# Review of First Amtrak Trip



## MichelleB (Aug 6, 2016)

I meant to write this last week, but time got away from me. We absolutely loved riding the train. We ended up getting a sleeper for ever leg of the journey and I felt it was worth it. I was very surprised at how fast the trip went. I was worried we would be bored, but it is was the opposite. I wished the train ride would have been longer. My favorite meal was breakfast then followed by dinner. I was disappointed in the lunch selections, but I am a picky eater. Really wish there would have been a chicken option. I would have preferred a pizza from the cafe. We had a short time at the Metropolitan lounge on our way out. The soda machine was working and they had apples. On the way home we had a 5 hour wait so we did some exploring. We went to the Millennium park and also the Willis Tower. By the time we made it back to the lounge we had less than an hour to wait. They did have wine and a larger selection of snacks. When we arrived in Sandusky we had a car service waiting for us and we used them to bring us back to the station. It was a good option, but a little expensive. I would like to see Cedar Point offer transportation to and from the train station. They have quite a few busses and none of them are used during the times when the trains arrive and depart. We always love our time at the point and this time did not disappoint. We are looking forward to our next train trip! Please let me know if you have any questions.


----------



## Asher (Aug 7, 2016)

I got the part you loved the train, I'm guessing Cedar Point to Sandusky and back was the route.


----------



## MichelleB (Aug 7, 2016)

The route was St Paul, MN to Sandusky, OH and back.


----------



## willem (Aug 7, 2016)

For ignorant me, where is Cedar Point? Apparently there are many cities named Cedar Point, none of them served by Amtrak. Thanks.


----------



## SarahZ (Aug 7, 2016)

willem said:


> For ignorant me, where is Cedar Point? Apparently there are many cities named Cedar Point, none of them served by Amtrak. Thanks.


Sandusky, Ohio


----------



## Tennessee Traveler (Aug 7, 2016)

Ceder oint is an amusement park with lots of roller coasters of every type and height.


----------



## SarahZ (Aug 7, 2016)

It's the BEST amusement park. It's heaven for adrenaline junkies. I've been to lots of great amusement parks, but nothing has topped CP (so far).


----------



## crabby_appleton1950 (Aug 8, 2016)

MichelleB said:


> I meant to write this last week, but time got away from me. We absolutely loved riding the train. We ended up getting a sleeper for ever leg of the journey and I felt it was worth it. I was very surprised at how fast the trip went. I was worried we would be bored, but it is was the opposite. I wished the train ride would have been longer. My favorite meal was breakfast then followed by dinner. I was disappointed in the lunch selections, but I am a picky eater. Really wish there would have been a chicken option. I would have preferred a pizza from the cafe. We had a short time at the Metropolitan lounge on our way out. The soda machine was working and they had apples. On the way home we had a 5 hour wait so we did some exploring. We went to the Millennium park and also the Willis Tower. By the time we made it back to the lounge we had less than an hour to wait. They did have wine and a larger selection of snacks. When we arrived in Sandusky *we had a car service waiting for us *and we used them to bring us back to the station. It was a good option, but a little expensive. I would like to see Cedar Point offer transportation to and from the train station. They have quite a few busses and none of them are used during the times when the trains arrive and depart. We always love our time at the point and this time did not disappoint. We are looking forward to our next train trip! Please let me know if you have any questions.

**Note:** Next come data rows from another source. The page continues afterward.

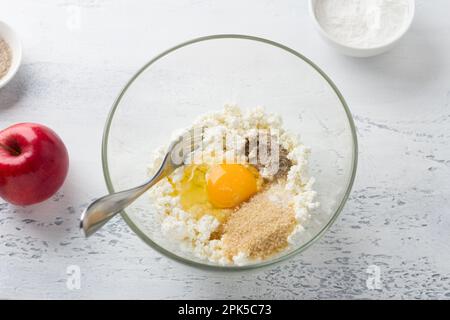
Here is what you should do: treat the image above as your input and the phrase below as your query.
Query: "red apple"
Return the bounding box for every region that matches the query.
[0,123,69,206]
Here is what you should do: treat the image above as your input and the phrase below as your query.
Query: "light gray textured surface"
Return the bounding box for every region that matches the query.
[0,0,450,299]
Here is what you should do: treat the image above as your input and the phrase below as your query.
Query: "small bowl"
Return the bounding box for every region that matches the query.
[0,21,22,88]
[309,0,415,58]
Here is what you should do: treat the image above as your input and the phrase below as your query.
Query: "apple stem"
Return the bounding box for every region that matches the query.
[0,142,20,156]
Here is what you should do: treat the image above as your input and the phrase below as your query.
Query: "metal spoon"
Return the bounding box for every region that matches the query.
[80,128,202,237]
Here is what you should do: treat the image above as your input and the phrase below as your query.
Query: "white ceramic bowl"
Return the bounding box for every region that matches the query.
[0,21,22,88]
[309,0,415,58]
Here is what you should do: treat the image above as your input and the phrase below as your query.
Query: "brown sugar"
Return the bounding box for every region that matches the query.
[222,190,296,259]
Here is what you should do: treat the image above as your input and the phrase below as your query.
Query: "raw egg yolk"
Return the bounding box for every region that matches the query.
[206,164,257,208]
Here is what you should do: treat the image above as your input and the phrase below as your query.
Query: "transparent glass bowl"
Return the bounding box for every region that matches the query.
[102,35,357,270]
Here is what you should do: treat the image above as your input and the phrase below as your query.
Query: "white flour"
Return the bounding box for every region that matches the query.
[314,0,410,48]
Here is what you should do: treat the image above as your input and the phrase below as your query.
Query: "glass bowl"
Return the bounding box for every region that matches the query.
[102,35,357,270]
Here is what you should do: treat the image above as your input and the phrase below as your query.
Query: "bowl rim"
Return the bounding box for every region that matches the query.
[101,34,358,271]
[308,0,416,53]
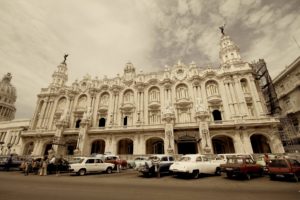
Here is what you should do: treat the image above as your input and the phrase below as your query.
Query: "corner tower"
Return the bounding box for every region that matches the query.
[219,25,242,66]
[0,73,17,121]
[50,54,68,87]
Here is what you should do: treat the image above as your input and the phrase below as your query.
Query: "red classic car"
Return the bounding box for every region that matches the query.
[268,158,300,182]
[220,157,263,180]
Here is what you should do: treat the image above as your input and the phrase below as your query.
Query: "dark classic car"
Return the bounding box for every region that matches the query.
[268,158,300,182]
[137,155,174,176]
[220,157,263,180]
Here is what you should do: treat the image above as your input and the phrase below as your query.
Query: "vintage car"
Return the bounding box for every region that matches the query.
[220,156,263,180]
[137,154,174,177]
[70,157,115,176]
[214,153,253,164]
[95,154,127,169]
[268,158,300,182]
[170,154,221,178]
[0,154,23,170]
[127,156,148,169]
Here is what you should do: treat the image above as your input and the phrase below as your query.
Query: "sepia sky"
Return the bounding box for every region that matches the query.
[0,0,300,118]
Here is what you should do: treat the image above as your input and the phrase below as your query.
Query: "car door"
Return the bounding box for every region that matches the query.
[159,156,170,172]
[193,156,203,173]
[202,156,216,174]
[85,158,96,172]
[95,159,105,172]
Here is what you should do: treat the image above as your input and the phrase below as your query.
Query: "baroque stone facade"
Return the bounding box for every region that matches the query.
[5,34,284,155]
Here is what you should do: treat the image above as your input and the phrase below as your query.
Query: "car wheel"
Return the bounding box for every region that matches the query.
[246,173,251,180]
[106,167,112,174]
[78,169,86,176]
[192,170,199,179]
[226,172,232,178]
[215,167,221,176]
[293,174,299,182]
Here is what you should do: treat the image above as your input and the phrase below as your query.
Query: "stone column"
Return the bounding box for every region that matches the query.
[163,111,175,154]
[247,76,265,116]
[229,82,240,115]
[74,119,90,156]
[195,111,212,154]
[36,99,47,128]
[234,76,248,116]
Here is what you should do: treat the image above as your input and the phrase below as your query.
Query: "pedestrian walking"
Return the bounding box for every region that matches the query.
[40,157,48,176]
[24,160,31,176]
[5,154,12,171]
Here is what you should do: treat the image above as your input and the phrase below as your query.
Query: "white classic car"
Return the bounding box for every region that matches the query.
[70,157,115,176]
[170,154,221,178]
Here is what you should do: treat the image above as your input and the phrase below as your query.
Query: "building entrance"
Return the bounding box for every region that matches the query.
[177,136,198,154]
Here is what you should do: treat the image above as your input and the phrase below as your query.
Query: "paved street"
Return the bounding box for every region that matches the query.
[0,170,300,200]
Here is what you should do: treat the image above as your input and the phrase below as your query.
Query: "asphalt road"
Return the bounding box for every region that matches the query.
[0,170,300,200]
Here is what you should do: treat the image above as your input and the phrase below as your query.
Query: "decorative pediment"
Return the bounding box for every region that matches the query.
[148,101,160,110]
[120,103,135,113]
[207,94,222,104]
[98,105,108,113]
[175,98,193,107]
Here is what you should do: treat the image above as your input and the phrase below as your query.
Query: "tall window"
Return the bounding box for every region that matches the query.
[149,87,160,102]
[123,116,128,126]
[241,79,249,93]
[212,110,222,121]
[123,90,133,103]
[176,84,188,99]
[100,93,109,105]
[206,81,219,96]
[99,118,106,127]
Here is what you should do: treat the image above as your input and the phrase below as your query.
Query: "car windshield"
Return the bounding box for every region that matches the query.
[179,156,191,161]
[227,158,243,164]
[69,158,84,164]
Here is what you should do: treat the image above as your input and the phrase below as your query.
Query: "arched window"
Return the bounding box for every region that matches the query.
[149,87,160,102]
[100,93,109,105]
[123,116,128,126]
[176,84,188,99]
[56,97,67,112]
[123,90,133,103]
[240,79,249,93]
[212,110,222,121]
[77,95,87,108]
[206,81,219,96]
[75,119,81,128]
[99,118,106,127]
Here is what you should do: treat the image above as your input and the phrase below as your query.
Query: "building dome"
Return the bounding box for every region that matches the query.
[0,73,17,121]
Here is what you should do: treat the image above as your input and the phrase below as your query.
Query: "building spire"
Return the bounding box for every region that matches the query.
[219,27,242,65]
[62,54,69,65]
[51,54,69,87]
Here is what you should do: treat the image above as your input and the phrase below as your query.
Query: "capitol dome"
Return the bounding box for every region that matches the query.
[0,73,17,121]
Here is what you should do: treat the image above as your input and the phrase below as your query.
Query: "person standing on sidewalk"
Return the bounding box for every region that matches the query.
[40,157,48,176]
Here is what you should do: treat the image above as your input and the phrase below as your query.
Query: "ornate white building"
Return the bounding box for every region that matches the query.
[14,34,284,155]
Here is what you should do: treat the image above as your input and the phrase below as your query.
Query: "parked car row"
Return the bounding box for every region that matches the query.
[137,154,300,182]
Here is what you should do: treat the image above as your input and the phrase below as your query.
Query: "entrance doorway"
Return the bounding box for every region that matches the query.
[212,135,235,154]
[250,134,271,153]
[177,136,198,154]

Was that 'Uber' or some other service?


----------



## willem (Aug 8, 2016)

SarahZ said:


> willem said:
> 
> 
> > For ignorant me, where is Cedar Point? Apparently there are many cities named Cedar Point, none of them served by Amtrak. Thanks.
> ...


I was confused by the earlier speculation that "Cedar Point to Sandusky and back was the route." For that matter, I still am, but I now understand the OP's comment.


----------



## AmtrakBlue (Aug 8, 2016)

willem said:


> SarahZ said:
> 
> 
> > willem said:
> ...


You aren't alone in that confusion.


----------



## Mystic River Dragon (Aug 9, 2016)

MichelleB,

Which trains (Empire Builder to Capitol Limited? or a different connection?) were you on? Did you have a good sleeper car attendant? What was the dining car like?

I'm glad you enjoyed the trip, and I agree about lunch--that is the one meal I would skip in the dining car if I had to choose between them.


----------



## Montreal Ltd (Aug 9, 2016)

I'd like to know as well what Sandusky's "car service" was. Thanks


----------



## FormerOBS (Aug 11, 2016)

I had been hoping to hear from you. After all the worrying & hand-wringing in anticipation of the trip, I really expected that you would enjoy it and realize your apprehension was unwarranted. This seems to be the way it worked out, and I'm glad.

I'm sure we'd all like to hear more details, if you feel like sharing. What were the best & most unexpected surprises?

Tom


----------



## dogbert617 (Aug 20, 2016)

SarahZ said:


> It's the BEST amusement park. It's heaven for adrenaline junkies. I've been to lots of great amusement parks, but nothing has topped CP (so far).


I'd LOVE to go to Cedar Point at least once in my lifetime. Much as I like Great America in Gurnee, it always has sounded like they have some coasters that even top what GA offers. Too bad the train times on LSL and CL really suck for Sandusky, and that both get there during the overnight hours.



Montreal Ltd said:


> I'd like to know as well what Sandusky's "car service" was. Thanks


Same here! I didn't think Uber was available yet in Sandusky, but I could be wrong. It'd be great if you could get Uber in Sandusky, though. Was nice that I recently noticed Uber suddenly became available in Kenosha and Racine, besides just in Milwaukee thanks to an expansion of their greater Milwaukee coverage area.


----------